You could try this
A program called AEBPR (Advanced eBook Processor) may help. If you google AEBPR you will find it.
I don't know whether it will handle that kind of encryption (I suspect not) but many PDFs it does handle - I use it for similar purposes myself if I want to annotate or edit PDFs.
It's a Windows program, but it works perfectly under WINE and/or Crossover on OS X 10.5 in my experience. Once WINE or Crossover is installed, you simply run the installer, then run the application, which will launch in a demo mode. Then close it, and run Regedit (which WINE includes a version of) and follow the instructions in the archive on how to add the registration key to the registry. Running the program will have added the appropriate key, you just need to put the registration code in a STRING value. It's all in the instructions and takes a minute or so - much easier than it sounds.
Hopefully I'm OK posting this (if not, please remove it - nothing inappropriate intended). It is essentially abandonware - it was released into the wild to get round an Adobe lawsuit against the programmer and also in the hope of getting donations for his defence, Dmitry Skylarov that was big news a few years back. Adobe lost, but the software is no longer for sale and is all over the place on the net quite openly - it's just 'fair use' stuff.

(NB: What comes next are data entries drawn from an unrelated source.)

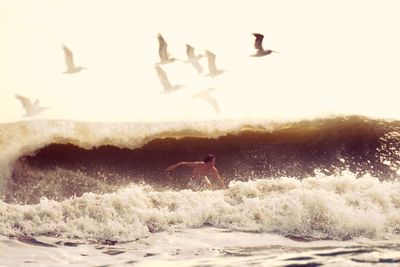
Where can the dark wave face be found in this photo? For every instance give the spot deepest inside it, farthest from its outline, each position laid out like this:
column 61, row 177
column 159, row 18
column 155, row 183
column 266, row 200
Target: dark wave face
column 304, row 149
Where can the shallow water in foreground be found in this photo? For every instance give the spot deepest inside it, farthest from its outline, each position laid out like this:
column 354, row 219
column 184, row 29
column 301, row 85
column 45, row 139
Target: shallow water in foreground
column 207, row 246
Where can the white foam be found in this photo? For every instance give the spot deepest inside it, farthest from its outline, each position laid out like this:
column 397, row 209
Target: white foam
column 324, row 207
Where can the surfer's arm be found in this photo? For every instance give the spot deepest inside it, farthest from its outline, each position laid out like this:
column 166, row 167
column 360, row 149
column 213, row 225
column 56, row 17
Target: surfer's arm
column 217, row 177
column 182, row 163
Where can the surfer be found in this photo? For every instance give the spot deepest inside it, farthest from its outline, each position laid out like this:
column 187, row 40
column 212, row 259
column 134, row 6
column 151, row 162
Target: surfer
column 202, row 169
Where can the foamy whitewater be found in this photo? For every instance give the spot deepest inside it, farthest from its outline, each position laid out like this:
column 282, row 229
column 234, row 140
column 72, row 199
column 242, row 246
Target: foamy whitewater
column 305, row 193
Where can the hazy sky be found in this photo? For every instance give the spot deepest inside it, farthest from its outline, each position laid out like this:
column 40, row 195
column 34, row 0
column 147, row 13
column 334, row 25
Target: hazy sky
column 335, row 57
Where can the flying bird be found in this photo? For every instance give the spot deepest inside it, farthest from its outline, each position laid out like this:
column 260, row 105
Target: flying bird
column 258, row 45
column 32, row 109
column 206, row 96
column 213, row 71
column 162, row 51
column 69, row 61
column 193, row 59
column 165, row 82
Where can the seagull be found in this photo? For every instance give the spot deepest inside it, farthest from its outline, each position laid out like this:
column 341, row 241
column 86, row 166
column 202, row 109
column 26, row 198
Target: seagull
column 192, row 59
column 32, row 109
column 165, row 82
column 258, row 45
column 206, row 96
column 213, row 71
column 69, row 60
column 162, row 51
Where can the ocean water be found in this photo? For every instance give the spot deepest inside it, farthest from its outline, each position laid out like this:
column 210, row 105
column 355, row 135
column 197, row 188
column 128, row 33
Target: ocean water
column 314, row 192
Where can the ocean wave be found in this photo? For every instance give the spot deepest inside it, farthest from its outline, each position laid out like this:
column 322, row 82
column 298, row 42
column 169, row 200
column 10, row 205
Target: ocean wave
column 60, row 159
column 332, row 207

Other than that, something like GuaPDF which is more modern and actually does password cracking rather than simply going round the pathetic security that PDF used to use, so should work on some newer encryption, but takes time. There are probably endless other options out there - google PDF Decryption Mac or something.
The other thing you could do, is if the encryption settings allow for printing, you could just print them to a PDF creation program on a computer. I'm not sure what combination of viewer and creation you would need though - acrobat and acrobat reader won't do what you need, on Mac anyway, as far as I know. Preview.app might.
There's another PDF annotation program called PDFXChange Viewer - again it's a windows program, but it has a portable version which is free and works with WINE and Crossover nicely. It may be more flexible in terms of what it will allow you to print, but I have no way to test it right now. Failing that, some linux viewers may ignore restrictions. Like someone said, Preview used to, but I don't *think* it does any more. I don't have a mac any more to test on, having given up on my macbook air after some hideous service from an Apple Store.
Final possibility (only does one page at a time, but you can specify the page) - Inkscape is a free graphics program capable of editing PDFs. I have NO idea what happens with encrypted ones though, and it will depend not only on the encryption used but also the actual permissions they've set.